Autism is a malady which is mysterious in its origins. It is suspected that it might be caused by both the genetics of the parents and by environmental factors. It very likely is, as with the work of thalidomide, the result of the baby’s endocrine system having been disrupted in the womb.

I use these two conditions for comparison because the affects of both are obvious and easy to grasp. The results of endocrine system disruption to the sex hormones are not easy to grasp, unless one can actually see the malformation of one’s genitals.

Just because we cannot see something, or define something, does not lessen the reality of it. Indeed, the cause of autism remains profoundly mysterious. Despite that, no decent person rejects the reality of autism. No one would argue that the one with autism has nothing more than a mental illness. With gender dysphoria, the argument of my opponents is that it is merely a mental illness, often compared to how one suffers from bulimia.

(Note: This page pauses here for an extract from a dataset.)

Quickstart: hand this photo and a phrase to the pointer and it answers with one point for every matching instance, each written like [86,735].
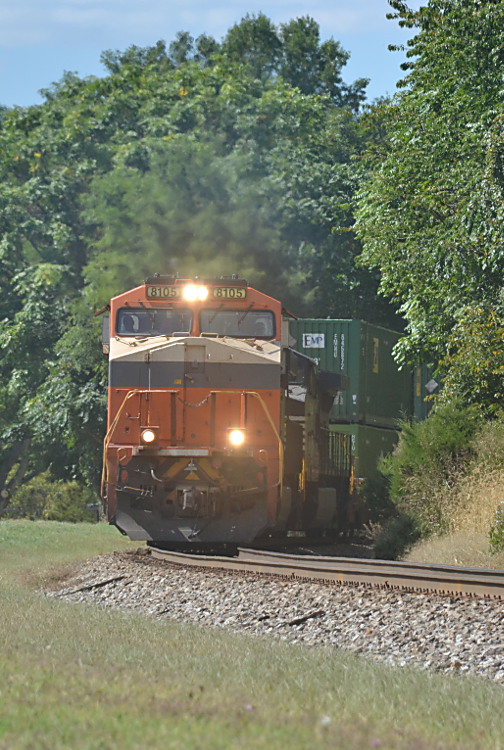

The cause of gender dysphoria is mysterious. As with “thalidomide babies,” I believe mine can be traced to another drug, diethylstilbestrol, given during an eerily overlapping era, to mothers in danger of miscarrying. While, as with autism, no absolute connection has been made, there is much anecdotal evidence.

Diethylstilbestrol is but one of many drugs which have been determined to be endocrine disruptors, as have chemicals and plasticizers. When one wonders why there is so much gender dysphoria in our world these days, I point to these known endocrine disruptors.

While I do not insist on having all of the answers, I have learned much to give me enough confidence that my gender dysphoria is a condition just as real, just as physical, as to those who suffer autism and the deformities of the “thalidomide babies.”

But, with gender dysphoria—even if it is a real, physical intersex condition—traditional Christians, including LCMS Christians, will have grave difficulty with, and are prone not to listen to any discussion of, the remedy being transitioning medically with cross-sex hormones and surgeries, and transitioning socially, adapting to the clothes and name of the other sex.

I do not attach myself to “the transgender agenda.” Indeed, as a Christian, who holds a traditional reading of God’s Word, I am viewed with suspicion by many transgender folks because I am not on board with their entire docket. And then I am viewed with the same suspicion in the LCMS, with folks believing that I want to introduce the entire LGBTQ agenda into the church.

Not so.

I hate that I could not find a remedy that could keep me living as a male. I was constantly fearing that I would either kill myself or lose my sanity. I undertook both pastoral and secular counseling, from numerous pastors and two therapists, striving to remain male. Even as far as I have gone with transitioning, if something were to arise, to give me some confidence that I could have relative peace as a male, I would be interested in pursuing it.

I do not disagree with God’s Law. I disagree with how gender dysphoria is viewed. For many traditional Christians, when it comes to the sexes and “male and female He created them” it is as if the Fall could do nothing to touch this one aspect of our creation. Christians such as I, who are striving to be faithful to the Lord and  have a measure of temporal healing, are objects of condemnation instead of compassion.